To reduce the robot's imposing 300-pound stature, Robear has a cartoonish and nonthreatening ursine head. Think more Pokemon Bewareand less The Revenant. "The polar-cub-like look is aimed at radiating an atmosphere of strength, geniality and cleanliness at the same time," Riken University's Toshiharu Mukai told AFP. "We voted for this design among options presented by our designer. We hope to commercialize the robot in the not-too-distant future." Just don't let it hug you.
Robots like these may eventually be replaced by a more wearable variety. Researchers from Harvard University's Wyss Institute for Biologically Inspired Engineering have created a soft exosuit to help people with limited mobility. Instead of a bulky rigid frame, the Harvard system relies on a series of belts and soft fabrics driven by belt-mounted actuators to help lift and guide a patient's leg. It's teaming up with ReWalk Robotics to market the invention, though there's no word yet on when it will be available to consumers.

The unfortunately acronym-ed HAL (hybrid assistive limb) system from the dubiously named Cyberdyne Corp., on the other hand, is already being tested at Haneda airport in Tokyo. The waist-mounted device wraps around users' legs and is built to help them lift up to 20 kilos at a time without straining their backs. It's being used by the airport's porters, though the company is also looking into adapting it for construction and other industrial uses. The company is even working on a shielded version to help human cleanup crews more easily dismantle the tsunami-damaged Fukushima Daiichi power plant.

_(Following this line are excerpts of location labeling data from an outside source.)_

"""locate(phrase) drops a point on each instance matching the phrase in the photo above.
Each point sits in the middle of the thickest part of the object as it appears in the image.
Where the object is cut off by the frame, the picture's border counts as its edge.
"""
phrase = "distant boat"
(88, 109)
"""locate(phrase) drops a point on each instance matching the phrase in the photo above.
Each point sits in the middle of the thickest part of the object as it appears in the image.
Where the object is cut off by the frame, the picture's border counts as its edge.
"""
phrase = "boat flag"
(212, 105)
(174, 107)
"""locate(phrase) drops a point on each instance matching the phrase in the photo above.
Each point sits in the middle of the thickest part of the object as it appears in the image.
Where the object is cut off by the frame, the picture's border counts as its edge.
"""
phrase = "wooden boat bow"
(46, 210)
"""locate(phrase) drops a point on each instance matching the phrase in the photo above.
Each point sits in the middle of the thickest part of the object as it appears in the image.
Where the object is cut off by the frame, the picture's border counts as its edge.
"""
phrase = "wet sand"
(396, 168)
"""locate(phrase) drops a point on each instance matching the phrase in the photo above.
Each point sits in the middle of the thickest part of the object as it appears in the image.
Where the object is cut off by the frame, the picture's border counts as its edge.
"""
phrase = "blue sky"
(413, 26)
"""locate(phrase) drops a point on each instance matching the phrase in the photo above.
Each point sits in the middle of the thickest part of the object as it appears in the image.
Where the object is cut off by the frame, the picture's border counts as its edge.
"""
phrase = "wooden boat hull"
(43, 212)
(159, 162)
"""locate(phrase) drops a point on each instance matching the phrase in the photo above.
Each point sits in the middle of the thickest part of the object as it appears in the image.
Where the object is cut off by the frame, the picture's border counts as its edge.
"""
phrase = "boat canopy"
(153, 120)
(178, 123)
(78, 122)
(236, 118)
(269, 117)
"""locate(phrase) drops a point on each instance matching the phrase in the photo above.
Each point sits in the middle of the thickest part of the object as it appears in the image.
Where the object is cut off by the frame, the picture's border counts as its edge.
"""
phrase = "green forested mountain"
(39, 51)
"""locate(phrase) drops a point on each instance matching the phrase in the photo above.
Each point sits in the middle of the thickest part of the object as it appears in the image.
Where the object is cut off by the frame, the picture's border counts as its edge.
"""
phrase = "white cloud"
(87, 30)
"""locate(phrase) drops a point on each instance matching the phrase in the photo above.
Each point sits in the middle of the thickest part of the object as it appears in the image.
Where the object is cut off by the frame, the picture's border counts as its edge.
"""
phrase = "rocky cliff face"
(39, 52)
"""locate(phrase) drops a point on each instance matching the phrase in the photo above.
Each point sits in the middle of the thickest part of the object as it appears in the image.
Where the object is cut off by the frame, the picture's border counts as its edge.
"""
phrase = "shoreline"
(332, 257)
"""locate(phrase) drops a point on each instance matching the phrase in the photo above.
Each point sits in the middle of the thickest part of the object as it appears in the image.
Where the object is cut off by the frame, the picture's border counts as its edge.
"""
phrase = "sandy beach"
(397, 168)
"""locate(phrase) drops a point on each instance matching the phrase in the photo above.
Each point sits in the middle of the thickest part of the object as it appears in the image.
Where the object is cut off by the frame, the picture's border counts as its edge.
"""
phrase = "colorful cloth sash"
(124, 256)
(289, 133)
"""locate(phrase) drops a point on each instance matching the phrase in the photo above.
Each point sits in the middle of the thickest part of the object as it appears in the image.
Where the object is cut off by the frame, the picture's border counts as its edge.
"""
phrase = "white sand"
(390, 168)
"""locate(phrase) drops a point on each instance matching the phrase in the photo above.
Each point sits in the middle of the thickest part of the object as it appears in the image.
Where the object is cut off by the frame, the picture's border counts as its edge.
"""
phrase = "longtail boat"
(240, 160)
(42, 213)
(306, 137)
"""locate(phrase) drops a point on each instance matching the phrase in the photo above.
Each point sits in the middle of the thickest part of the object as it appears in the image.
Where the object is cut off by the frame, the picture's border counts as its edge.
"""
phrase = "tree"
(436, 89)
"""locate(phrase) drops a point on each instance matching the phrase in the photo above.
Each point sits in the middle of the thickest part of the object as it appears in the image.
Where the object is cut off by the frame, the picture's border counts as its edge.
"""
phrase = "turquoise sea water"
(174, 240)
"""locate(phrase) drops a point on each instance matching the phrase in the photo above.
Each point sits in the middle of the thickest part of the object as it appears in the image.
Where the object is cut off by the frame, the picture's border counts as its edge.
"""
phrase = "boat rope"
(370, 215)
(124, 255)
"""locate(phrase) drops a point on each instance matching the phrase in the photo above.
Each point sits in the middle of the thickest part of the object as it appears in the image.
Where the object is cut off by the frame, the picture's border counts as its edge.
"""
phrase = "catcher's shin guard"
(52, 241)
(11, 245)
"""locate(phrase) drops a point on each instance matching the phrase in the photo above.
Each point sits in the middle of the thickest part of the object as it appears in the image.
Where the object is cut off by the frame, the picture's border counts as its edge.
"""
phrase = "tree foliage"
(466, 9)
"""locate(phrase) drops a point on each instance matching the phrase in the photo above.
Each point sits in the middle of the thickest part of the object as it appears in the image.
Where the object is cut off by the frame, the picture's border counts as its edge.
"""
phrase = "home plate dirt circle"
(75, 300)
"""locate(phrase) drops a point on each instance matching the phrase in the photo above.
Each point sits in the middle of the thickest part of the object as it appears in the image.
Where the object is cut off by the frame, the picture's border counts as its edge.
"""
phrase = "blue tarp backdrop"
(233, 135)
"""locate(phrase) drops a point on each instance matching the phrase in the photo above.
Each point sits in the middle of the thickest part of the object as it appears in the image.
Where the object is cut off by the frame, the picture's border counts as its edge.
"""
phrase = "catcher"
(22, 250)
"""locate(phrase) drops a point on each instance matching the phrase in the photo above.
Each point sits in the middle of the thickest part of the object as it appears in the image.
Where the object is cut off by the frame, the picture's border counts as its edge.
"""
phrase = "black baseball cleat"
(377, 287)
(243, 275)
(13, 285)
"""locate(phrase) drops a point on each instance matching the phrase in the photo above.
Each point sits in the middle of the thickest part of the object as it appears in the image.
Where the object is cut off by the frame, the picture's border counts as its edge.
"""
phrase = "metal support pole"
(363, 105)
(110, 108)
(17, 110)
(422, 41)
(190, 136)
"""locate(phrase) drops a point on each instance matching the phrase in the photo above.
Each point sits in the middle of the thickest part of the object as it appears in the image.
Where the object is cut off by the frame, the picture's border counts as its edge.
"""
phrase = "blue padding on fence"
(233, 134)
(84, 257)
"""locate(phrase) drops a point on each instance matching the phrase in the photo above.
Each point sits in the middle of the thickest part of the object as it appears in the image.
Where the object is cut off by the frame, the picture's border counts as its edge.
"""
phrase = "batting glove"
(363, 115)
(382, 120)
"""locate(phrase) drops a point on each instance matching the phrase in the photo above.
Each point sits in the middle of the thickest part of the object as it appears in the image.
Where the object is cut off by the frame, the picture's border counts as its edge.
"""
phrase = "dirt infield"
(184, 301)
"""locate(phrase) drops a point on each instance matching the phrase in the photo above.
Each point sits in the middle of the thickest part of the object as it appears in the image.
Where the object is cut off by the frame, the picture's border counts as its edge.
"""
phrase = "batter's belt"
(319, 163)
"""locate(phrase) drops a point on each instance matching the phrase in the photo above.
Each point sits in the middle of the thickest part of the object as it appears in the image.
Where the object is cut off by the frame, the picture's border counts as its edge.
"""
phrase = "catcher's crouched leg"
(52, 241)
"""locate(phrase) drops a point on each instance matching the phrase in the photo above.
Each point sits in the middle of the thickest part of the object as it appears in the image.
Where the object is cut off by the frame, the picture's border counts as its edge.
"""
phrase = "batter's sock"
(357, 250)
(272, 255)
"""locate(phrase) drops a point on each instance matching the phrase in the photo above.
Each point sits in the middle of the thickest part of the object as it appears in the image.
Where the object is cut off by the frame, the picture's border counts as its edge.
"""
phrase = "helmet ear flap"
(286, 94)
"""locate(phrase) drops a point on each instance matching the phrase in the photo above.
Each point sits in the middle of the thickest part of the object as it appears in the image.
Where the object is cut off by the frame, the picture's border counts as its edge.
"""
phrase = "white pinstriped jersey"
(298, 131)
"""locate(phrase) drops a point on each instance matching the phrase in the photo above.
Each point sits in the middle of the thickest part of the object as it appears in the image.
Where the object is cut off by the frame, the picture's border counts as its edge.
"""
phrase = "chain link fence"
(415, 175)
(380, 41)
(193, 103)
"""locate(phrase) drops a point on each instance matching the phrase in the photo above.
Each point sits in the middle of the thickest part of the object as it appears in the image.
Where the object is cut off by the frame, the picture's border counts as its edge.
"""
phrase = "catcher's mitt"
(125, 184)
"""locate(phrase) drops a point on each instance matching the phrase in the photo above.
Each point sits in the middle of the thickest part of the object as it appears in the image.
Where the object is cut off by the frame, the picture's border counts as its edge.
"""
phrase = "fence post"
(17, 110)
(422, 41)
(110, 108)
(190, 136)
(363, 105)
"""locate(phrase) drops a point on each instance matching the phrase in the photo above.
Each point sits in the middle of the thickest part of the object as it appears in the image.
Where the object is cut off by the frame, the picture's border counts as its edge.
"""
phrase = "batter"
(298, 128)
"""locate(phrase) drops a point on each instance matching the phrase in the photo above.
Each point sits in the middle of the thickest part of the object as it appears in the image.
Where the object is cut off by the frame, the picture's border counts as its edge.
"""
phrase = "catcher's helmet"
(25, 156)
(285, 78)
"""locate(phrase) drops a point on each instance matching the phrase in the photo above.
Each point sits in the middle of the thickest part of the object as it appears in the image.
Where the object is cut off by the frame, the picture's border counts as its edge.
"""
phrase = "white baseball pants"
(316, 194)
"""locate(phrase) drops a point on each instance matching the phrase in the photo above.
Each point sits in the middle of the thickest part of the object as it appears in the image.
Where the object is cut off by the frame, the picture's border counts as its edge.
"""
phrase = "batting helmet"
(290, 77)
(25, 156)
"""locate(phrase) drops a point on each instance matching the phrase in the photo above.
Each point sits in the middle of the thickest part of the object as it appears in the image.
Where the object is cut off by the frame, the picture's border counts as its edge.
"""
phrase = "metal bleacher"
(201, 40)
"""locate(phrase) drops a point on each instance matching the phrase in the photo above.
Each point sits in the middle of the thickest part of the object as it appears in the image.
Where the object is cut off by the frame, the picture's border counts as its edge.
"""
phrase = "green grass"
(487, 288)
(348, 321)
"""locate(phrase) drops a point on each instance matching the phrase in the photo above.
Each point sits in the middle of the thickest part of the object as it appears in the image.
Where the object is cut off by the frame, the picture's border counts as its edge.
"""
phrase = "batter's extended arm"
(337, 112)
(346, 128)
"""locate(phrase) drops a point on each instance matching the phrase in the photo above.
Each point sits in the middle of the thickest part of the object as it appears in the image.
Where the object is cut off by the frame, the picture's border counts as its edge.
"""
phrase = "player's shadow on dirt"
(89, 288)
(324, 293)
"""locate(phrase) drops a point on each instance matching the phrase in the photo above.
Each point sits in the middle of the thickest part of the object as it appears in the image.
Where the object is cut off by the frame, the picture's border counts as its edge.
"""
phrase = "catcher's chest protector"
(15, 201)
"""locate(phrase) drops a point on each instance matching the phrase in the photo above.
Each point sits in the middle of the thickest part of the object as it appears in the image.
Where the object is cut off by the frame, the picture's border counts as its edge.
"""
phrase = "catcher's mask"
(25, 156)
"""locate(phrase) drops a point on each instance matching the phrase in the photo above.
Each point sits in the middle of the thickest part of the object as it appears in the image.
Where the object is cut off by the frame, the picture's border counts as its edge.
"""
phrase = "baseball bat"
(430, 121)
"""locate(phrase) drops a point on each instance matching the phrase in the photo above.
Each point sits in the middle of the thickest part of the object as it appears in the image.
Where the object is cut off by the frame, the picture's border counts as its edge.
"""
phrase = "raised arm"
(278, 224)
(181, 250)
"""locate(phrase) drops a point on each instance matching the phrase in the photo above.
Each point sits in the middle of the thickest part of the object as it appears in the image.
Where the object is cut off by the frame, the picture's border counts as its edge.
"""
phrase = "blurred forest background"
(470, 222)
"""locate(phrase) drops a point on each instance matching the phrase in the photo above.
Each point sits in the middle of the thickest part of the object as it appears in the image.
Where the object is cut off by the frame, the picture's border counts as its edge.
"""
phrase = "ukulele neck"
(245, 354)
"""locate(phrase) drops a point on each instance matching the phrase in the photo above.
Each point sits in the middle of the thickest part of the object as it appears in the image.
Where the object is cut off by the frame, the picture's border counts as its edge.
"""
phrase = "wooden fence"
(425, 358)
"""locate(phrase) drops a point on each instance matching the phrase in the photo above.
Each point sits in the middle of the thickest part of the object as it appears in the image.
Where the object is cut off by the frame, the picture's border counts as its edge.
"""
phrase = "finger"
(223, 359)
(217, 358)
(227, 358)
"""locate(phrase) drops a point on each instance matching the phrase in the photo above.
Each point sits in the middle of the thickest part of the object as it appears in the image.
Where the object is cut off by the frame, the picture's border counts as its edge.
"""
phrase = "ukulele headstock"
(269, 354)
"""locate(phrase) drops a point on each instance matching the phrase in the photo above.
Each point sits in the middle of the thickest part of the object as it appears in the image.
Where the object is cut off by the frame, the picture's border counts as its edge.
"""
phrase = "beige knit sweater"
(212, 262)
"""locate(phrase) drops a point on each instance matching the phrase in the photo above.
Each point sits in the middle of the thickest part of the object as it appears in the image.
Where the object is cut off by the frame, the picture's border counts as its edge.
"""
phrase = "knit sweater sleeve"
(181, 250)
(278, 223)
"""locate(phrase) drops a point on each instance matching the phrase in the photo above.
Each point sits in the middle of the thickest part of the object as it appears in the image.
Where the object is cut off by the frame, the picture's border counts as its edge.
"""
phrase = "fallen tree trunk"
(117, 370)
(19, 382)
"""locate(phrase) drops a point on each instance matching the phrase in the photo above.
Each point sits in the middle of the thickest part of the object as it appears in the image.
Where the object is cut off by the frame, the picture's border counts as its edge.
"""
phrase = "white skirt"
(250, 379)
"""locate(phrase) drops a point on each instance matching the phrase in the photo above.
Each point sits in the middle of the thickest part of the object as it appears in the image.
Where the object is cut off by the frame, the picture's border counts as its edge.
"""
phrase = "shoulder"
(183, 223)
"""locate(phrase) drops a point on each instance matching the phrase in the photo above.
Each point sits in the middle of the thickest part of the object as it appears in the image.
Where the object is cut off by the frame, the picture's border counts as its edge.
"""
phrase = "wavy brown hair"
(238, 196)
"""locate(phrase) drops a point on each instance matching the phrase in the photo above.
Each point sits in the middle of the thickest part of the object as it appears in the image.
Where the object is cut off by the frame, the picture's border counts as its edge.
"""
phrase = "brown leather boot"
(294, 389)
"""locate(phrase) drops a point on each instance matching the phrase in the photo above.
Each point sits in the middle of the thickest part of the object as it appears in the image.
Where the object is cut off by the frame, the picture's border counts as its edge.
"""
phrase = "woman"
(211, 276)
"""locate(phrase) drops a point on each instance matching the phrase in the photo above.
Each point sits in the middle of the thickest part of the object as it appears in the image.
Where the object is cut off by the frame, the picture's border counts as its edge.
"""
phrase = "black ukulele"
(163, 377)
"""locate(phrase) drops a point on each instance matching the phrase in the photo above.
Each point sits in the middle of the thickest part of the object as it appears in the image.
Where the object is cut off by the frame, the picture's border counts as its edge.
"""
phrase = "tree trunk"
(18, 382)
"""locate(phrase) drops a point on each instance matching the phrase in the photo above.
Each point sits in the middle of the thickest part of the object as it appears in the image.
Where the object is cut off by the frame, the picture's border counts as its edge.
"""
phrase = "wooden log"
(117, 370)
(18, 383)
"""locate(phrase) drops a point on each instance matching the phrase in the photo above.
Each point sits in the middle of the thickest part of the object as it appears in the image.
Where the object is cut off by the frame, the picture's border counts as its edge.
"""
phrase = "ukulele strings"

"As the devices are designed so light that female or elderly workers can wear," the Cyberdyne website boasts, "they will encourage participation of those various people into a society with a low birthrate and aging population."
Of course, nothing says these assistive devices have to be externally powered. Lowes recently teamed up with Virginia Tech to build an exosuit to help its associates pick up heavy items. Rather than rely on servos and such, it uses kinetic energy stored in a set of carbon-fiber rods. The deeper the associate bends, the more spring is added to her standing motion. Such a system could potentially be adapted to serve the same basic function as the Panasonic self-reliance robot, though there are no plans to do so.
Where this field goes from here is still anybody's guess. Modern medical science is already making incredible strides with exosuit technology, though prosthetic limbs are a bit further behind. We could one day see Ghost in the Shell-style full body replacements for the old and infirm, as well as the sort of quasi-immortality that comes with having your consciousness uploaded into a robotic shell. Then again, we may all simply wind up in those floating wheelchairs from Wall-E. Either way, we're going to need to come up with a solution, and fast -- Gangy is in bed by 8PM at the latest.